Smart guy. Great product.
He had been doing sales himself for 6 months, and honestly, he was very good at it.
But the moment the seed came through - he said something that I have heard many times since:
“Matteo, we can finally hire someone and I can get out of sales.”
I understood the feeling. Sales is hard. Especially when you did not sign up to be a salesperson. Maybe you never wanted to be one.
You wanted to build a product, lead a company, maybe change an industry, raise money, hire people.
Sales were supposed to be temporary. Or to run itself, somehow.
But I told him something he did not want to hear.
“You are not ready to step back yet. And if you do it now, the company will die out of this choice.”
He was shocked.
There is an analogy I use with almost every founder I work with.
A startup in its first year of sales is like a newborn. Fragile. Dependent.
Running almost entirely on the energy and presence of the person closest to it.
If you leave a three-month-old baby alone in a room, even for a short time, something goes wrong.
Early-stage sales work the same way.
Until you reach somewhere around €200-500k in revenue, the founder is not just involved, the founder IS sales.
Pipeline runs thanks to your referrals.
Deals close because you know the product better than anyone in the room.

The market feedback you get helps you shape the product roadmap.
Nobody else can collect it the way you can.
One of my clients came to me when they were just past €100k.
She had closed all 100K herself, alone.
We built the first sales process together.
Documented everything. Hired the first SDR, then an Account Executive.
Both ramped up quickly; in less than 6 months, we had a team.
We went from 100K to 500K in less than 2 quarters.
The founder stayed involved, though.

Every week. Not doing all the calls, but showing up for demos, pipeline reviews, and coaching sessions with me and the team.

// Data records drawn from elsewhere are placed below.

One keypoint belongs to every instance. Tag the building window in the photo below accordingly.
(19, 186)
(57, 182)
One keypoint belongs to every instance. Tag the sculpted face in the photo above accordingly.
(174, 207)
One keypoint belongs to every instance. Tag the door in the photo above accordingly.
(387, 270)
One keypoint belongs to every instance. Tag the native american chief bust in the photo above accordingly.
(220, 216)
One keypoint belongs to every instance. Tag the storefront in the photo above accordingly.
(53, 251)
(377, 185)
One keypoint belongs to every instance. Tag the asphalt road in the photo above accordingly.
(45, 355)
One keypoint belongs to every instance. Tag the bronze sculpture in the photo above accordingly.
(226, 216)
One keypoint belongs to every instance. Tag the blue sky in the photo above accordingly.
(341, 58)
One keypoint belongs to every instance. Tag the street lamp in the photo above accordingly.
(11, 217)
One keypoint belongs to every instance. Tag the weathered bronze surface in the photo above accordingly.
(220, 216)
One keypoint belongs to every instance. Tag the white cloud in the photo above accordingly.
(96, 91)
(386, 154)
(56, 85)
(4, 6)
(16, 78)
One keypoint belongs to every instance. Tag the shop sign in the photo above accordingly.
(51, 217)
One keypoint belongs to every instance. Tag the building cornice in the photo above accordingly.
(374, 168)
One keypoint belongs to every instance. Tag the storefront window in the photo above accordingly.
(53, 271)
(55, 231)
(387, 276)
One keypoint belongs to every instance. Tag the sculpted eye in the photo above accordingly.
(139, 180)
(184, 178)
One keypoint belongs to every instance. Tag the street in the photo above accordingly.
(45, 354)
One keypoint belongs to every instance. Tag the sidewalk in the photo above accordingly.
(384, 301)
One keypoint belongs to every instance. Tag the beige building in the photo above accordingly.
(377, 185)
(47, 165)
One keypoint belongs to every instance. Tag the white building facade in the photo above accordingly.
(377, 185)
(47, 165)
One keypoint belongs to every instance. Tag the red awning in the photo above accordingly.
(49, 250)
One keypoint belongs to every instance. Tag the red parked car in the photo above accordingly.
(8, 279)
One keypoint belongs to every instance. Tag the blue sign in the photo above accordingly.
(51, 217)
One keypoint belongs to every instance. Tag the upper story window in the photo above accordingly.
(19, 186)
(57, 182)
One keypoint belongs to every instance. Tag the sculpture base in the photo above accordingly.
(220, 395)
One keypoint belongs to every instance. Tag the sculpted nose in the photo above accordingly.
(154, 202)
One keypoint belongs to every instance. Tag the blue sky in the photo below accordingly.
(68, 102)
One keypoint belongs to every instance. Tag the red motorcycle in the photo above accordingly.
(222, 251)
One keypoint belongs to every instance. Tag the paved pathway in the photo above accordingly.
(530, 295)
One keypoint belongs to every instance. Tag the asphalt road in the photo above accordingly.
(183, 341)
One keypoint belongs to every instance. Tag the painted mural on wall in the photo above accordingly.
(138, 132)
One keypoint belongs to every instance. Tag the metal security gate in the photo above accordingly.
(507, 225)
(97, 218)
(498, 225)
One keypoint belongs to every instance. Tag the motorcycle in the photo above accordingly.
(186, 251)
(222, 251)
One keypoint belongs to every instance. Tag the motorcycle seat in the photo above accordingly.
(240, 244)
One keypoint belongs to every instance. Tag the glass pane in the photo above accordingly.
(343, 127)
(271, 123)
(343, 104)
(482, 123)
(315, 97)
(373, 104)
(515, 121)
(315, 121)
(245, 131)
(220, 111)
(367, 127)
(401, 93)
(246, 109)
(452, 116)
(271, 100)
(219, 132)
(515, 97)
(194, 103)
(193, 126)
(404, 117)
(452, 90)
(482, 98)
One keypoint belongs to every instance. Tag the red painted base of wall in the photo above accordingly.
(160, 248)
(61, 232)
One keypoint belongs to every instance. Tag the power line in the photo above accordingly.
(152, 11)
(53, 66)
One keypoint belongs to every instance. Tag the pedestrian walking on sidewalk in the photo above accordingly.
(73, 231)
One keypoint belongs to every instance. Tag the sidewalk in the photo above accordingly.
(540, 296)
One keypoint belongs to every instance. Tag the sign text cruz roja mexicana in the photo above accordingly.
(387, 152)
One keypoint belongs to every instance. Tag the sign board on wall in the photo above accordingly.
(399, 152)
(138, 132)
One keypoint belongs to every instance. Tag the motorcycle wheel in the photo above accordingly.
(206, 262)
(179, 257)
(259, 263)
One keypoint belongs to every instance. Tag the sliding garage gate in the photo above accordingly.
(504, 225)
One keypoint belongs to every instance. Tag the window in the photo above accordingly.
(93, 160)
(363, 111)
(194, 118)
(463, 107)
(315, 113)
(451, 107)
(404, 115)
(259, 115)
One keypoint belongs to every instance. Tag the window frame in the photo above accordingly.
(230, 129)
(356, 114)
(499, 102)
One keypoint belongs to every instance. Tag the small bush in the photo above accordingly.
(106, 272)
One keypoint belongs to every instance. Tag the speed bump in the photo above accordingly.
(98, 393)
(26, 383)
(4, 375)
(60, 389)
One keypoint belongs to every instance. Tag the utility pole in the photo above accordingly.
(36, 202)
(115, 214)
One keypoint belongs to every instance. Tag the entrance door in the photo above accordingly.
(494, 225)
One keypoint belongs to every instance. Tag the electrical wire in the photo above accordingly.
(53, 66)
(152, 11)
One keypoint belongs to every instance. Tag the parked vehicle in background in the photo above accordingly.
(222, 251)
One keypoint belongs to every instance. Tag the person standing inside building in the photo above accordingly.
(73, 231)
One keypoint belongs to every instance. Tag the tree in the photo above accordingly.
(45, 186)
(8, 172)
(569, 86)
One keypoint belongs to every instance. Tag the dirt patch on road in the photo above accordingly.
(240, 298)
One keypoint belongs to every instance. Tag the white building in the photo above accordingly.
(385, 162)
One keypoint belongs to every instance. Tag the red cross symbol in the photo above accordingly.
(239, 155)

She was the guardian of the team culture, the person who knew what good looked like.
I hear this a lot.
“Matteo, I am not a salesperson. I never wanted to be.”
That is completely fine.
I have worked with founders who are technical and deeply uncomfortable on a sales call.
And they still had to do it.
Not forever, just long enough.
Because in the early stage, your presence is mandatory, not just important.
It is about protecting the culture.
It’s about staying close to your first customers and being obsessed with their success.
I can come in as a co-pilot. Build the frameworks and processes. Help with the first hires. Make the process real.
But I cannot be you. Nobody can.
The founder who builds a successful sales team is the one who guards their team until they are ready.
Stay in it. Build it properly. Then hand it over when it’s time.
And trust me, you will know when it’s time to step back.